Physiologische Grundlagen
Auf den ersten Blick klingt es simpel: weniger Sauerstoff – mehr Blut. Doch das ist erst die halbe Wahrheit. Im Detail zwingt die dünnere Luft das Herz, härter zu pumpen, während die Lunge härter arbeiten muss, um jede Atemluft zu nutzen. Der Körper reagiert mit einer gesteigerten Erythropoese, sprich, er produziert mehr rote Blutkörperchen, die den Sauerstofftransport verbessern. Gleichzeitig passen sich Mitochondrien an, werden effizienter, und die Kapillarisierung steigt – also mehr kleine Blutgefäße, die Muskeln versorgen. Kurz gesagt, Höhentraining „schärft“ das Blut‑ und Energiesystem. Und das ist Gold für einen Kämpfer, der im Octagon zwischen explosiven Burst‑Moves und langen Clinch‑Phasen jongliert.
Leistungssteigerung im Octagon
Hier ist der Deal: Ein UFC‑Athlet, der regelmäßig in 2 000 m Höhe trainiert, zeigt nach der Rückkehr auf Meereshöhe eine messbare Verbesserung der VO₂max.
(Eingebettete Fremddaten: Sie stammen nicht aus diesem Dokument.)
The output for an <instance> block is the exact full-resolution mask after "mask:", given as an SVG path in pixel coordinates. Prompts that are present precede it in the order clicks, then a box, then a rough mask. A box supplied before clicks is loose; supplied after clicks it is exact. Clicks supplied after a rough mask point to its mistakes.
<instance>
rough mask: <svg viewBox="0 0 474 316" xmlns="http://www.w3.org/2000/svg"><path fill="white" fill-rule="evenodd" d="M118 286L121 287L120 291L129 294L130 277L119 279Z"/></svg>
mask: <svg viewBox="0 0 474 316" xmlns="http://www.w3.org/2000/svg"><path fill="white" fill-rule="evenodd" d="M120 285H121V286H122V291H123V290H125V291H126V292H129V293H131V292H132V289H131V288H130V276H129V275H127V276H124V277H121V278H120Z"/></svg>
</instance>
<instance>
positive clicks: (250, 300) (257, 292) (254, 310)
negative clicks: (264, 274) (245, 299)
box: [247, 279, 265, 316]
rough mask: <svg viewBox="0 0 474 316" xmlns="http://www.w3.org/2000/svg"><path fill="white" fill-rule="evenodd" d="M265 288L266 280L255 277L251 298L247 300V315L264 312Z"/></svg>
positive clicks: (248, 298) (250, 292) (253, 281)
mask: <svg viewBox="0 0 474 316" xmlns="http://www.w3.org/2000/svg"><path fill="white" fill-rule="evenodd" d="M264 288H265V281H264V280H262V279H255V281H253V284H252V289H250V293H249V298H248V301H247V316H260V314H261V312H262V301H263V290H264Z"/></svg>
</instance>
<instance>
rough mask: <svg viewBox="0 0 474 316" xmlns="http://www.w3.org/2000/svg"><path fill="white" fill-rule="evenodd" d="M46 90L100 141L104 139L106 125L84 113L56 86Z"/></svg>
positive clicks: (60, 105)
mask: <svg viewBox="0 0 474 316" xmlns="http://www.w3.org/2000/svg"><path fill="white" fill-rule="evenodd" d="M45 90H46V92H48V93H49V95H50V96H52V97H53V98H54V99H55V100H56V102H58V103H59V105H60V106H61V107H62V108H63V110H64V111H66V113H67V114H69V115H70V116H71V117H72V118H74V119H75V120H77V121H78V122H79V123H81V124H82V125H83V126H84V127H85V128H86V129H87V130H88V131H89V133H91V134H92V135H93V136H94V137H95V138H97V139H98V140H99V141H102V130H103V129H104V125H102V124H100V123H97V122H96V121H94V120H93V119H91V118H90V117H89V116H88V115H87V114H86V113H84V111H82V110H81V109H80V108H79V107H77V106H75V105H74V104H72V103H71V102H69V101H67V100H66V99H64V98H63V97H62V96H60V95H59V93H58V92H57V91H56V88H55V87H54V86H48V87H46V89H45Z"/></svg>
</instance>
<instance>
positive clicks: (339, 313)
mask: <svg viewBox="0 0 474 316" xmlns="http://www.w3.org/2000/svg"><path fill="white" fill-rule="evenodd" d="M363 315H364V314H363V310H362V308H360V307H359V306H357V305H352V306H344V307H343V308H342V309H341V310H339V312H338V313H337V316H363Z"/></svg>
Das bedeutet mehr Ausdauer, schnellere Erholungsphasen zwischen Runden und ein höheres Toleranzlevel für das „Eisen in den Lungen“-Gefühl. Kurz nach dem Abstieg spürt man oft eine Art „Super‑Boost“, weil das Blut jetzt reich an Sauerstoff ist. Zudem wird die mentale Belastbarkeit gestärkt – das Denken in dünner Luft trainiert das Durchhaltevermögen, das im dritten und vierten Runde entscheidend sein kann.
Wie sich das konkret auf die Kampfkunst auswirkt
Ein kurzer Takedown, ein explosiver Sprawl, ein präziser Jab – all das profitiert von einer verbesserten anaeroben Kapazität, die durch Höhentraining geschärft wird. Auch das Schlagvolumen steigt, weil die Muskelfasern länger „Durchhalten“ können, ohne zu ermüden. Und weil das Herz‑Kreislauf‑System härter arbeiten muss, wird das Herz selbst stärker, was wiederum die Pumpkraft in den entscheidenden Momenten erhöht. Das Ergebnis: mehr Punches pro Runde, schnellere Bewegungen und ein geringerer Energieverbrauch bei gleichbleibender Intensität.
Praktische Umsetzung
Übrigens, nicht jeder UFC‑Kämpfer hat ein persönliches Hochplateau‑Gym – aber das muss nicht sein. Viele Athleten nutzen das Prinzip der „Intermittent Hypoxic Training“ (IHT). Dabei wird in einer normalen Halle ein Druckkammer‑System eingesetzt, das den Sauerstoffgehalt simuliert. Alternativ können sie 2‑ bis 3‑mal pro Woche in Bergen wie Breitenbrunn (1 300 m) oder sogar in Colorado (2 500 m) trainieren. Wichtig ist: das Training muss periodisch und nicht konstant stattfinden, sonst riskieren sie den „Höhenermüdungs‑Effekt“. Ein typischer Zyklus: 2 Wochen Belastung, 1‑Wochen Erholung auf Meereshöhe, dann wieder. Und ja, auf mmawettendeutschland.com gibt’s Empfehlungen für zertifizierte Hochgebirgs‑Camps.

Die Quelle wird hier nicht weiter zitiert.